When ‘Cash- Strapped’ Takes on New Meaning…

When you think ‘siege’ you think of the Middle Ages and months of castles surrounded and stalemated armies. Sieges don’t happen in the modern era. Well a siege actually did happen in Sarajevo (Bosnia) between 1992 and 1995. The Serbs completely surrounded the city and pounded Sarajevo daily with bombs and sniper fire from the high ground they controlled. The Bosnians’ only link to the outside world was a 750 yard tunnel dug beneath the United Nations controlled airport. Without this lifeline who knows how the population would have gotten even the barest necessities.

I am not here to debate how or why the world allowed a siege of a major city to go on for 1,400 days. This is for the history books. The Balkan question is very complicated. What interested me when I visited Sarajevo recently was how did the small stuff get done, how did transactions get made and what was the currency that had any value? The answer is that the most valuable currencies inside the siege area were cigarettes and Deutschmarks. The Euro had not yet been introduced and the Deutschmark was the strongest currency in Europe. It had value. As did cigarettes. The Bosnians are inveterate smokers, and a cigarette was real currency. 


The Sarajevo question, that is what acts as an effective currency and store of value in time of trouble, is playing out in other places today. Venezuela, Turkey and Iran come to mind. In Iran a traditional store value of gold, has become an important currency of choice. Demand for gold bars and coins has tripled year over year. Gold bugs everywhere are cheering arguing that this is proof positive the yellow metal is the go to asset when economies implode. It’s interesting to note however that the global price of gold has done nothing for some time and in fact is actually down year-to-date. The world is not really beating a path to gold even if the Iranians are.

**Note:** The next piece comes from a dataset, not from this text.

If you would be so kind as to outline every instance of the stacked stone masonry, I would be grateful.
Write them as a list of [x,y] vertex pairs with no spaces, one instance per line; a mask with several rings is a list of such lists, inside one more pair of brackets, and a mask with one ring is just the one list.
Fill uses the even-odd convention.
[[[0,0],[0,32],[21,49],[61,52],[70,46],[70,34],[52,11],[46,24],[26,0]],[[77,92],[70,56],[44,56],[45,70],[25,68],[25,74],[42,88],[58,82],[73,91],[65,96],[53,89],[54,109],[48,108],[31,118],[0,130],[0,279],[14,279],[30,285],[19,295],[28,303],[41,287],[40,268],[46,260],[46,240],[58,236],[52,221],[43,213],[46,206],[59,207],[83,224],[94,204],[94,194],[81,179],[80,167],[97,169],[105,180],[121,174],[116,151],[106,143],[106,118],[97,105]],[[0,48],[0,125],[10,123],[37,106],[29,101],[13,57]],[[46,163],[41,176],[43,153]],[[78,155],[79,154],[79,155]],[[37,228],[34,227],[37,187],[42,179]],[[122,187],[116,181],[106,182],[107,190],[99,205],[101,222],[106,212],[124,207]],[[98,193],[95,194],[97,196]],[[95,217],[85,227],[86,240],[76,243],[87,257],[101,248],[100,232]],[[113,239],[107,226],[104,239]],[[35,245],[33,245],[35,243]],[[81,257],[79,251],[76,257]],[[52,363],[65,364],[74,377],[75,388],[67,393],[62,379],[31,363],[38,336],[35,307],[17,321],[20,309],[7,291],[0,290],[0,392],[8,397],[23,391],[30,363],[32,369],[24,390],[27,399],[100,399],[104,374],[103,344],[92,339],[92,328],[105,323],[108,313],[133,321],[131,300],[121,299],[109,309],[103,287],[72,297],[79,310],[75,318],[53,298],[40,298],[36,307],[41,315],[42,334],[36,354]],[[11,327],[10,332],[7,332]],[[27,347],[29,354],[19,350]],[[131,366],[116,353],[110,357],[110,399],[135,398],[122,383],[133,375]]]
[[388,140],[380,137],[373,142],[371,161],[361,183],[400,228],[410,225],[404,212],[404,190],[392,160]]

Venezuela, another country with a collapsing economy and currency, is seeing a strong demand for “things.” Property and cars and foodstuffs have become stores of value as the local currency implodes (see picture). This is what happened in Weimar Germany after World War I when hyperinflation destroyed the Deutschmark. The winners were industrialists who owned physical assets and farmers who had food to sell or barter. Of course, a major hedge for a collapsing currency is the currency of a stronger country. This might be the Euro or the Japanese Yen, but right now the currency of choice is still the U.S. Dollar. The U.S. has its problems today, but as they say in the land of the blind - the one-eyed man is king. For now, we are still that one-eyed man.